According to her, contrary to what the embattled lawmaker believes that he has the support of majority of his colleagues in his drive to expose corruption in the House, Jibrin would end up being alone at the end.

She said: “I want to assure you that by the time the House resumes on Tuesday, Jibrin will look behind and find out that he is alone.

“Yes, he might think that this false anti-corruption garb he is now wearing is going to endear him to Nigerians, but he will be shocked by the time he discovers that no one would take him serious any longer, when all the facts about him are laid on the table.

“This is because Nigerians are not gullible to the extent that they won’t ask why did he not make noise about corruption in the House since the last Assembly when he was privileged to chair an important committee like Finance.

“That aside, the leadership will not allow one individual to bring down the House just because he is aggrieved for being removed as a Committee chairman.

“The strategy is to ensure that he is left with no opportunity to embarrass the Speaker and the entire House.

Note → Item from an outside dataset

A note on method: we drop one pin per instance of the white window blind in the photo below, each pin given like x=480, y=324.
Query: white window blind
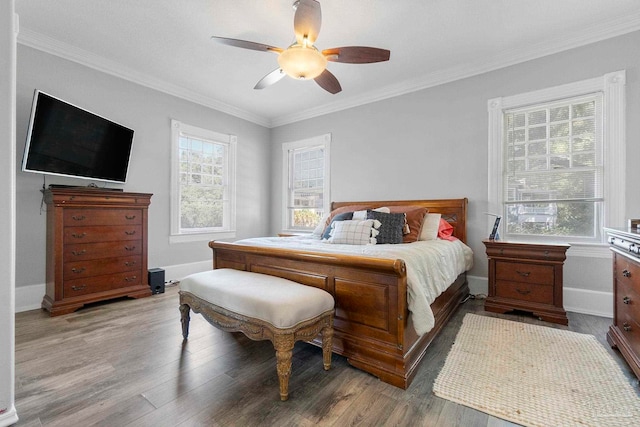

“In my view, the best way to ensure this is to suspend him and I think that is what is going to happen, except for a last minute change.

“We have heard from the grapevine that his intention is to constitute himself into a nuisance from the first day thereby causing commotion on the floor.

“Being an attention seeker, he is well aware that the cameras would always zoom on him while in the Chamber, so he is going to maximise that by suspension as House resumes raising all kinds of point of order.

“We are not going to allow that to happen because he is just an individual that wants to bring the entire House down with him.

“I can assure you that the letter he wrote to members was just self seeking. Whatever he wanted the letter to achieve has failed because he has also brought the entire members into the fray by accusing them of diverting the running cost.

“At any rate, why would he need to write every member if his fight was sincere in the first place?

“In a situation like this, your action is all that is needed to garner support on your side if you are fighting a just cause, it is supposed to be spontaneous.

“But in his case, he is just struggling to win the support of his colleagues that he has rubbished before Nigerians. That cannot work.

“There is no anxiety, we have also perfected our plans but ours is dependent on how he conducts himself.”

However, a member of Integrity Group said they were still studying the content of Jibrin’s letter.

He said the issues raised by Jibrin were serious enough to be investigated by external bodies but would not want the House to lose its integrity with Nigerians.

“We are not going to rush into what the Jibrin’s letter is asking of us. We are studying the situation and will only do what is right for this institution.

“If you recall, we made it clear before Jibrin’s removal that the Speaker should allow us question the wisdom behind Jibrin’s behaviour over the budget but we were turned down.

“Now that the story has changed, no one should be of the opinion that we are behind or sponsoring Jibrin, all we are doing is to get things right.

“Jibrin cannot tell us what to do, we know what is good for us and what is good for this institution,” he said.

On the invitation of Dogara and other principal members of the House, It was learnt that the special probe panel, headed by a retired Assistant Inspector-General of Police, Ali Amodu, would send the invitations when the National Assembly resume this week.

Police sources stated that the SIP had covered a lot of ground in its quest to unearth the culprits behind the alleged padding of N280bn in the 2016 budget.

According to a source, “the fact is that the house officers, including the speaker, have no immunity against investigation or prosecution; anybody could be investigated including governors and the President.@

“The immunity of the governors and the President does not preclude investigation. It only protects them while in office, but once they are out of office, they could be prosecuted.

“The panel has covered a lot of ground with the documents at its disposal, and it will invite the men (lawmakers) when they are ready to interrogate them and anyone who fails to show up has tacitly admitted that he is guilty of the allegations against him.”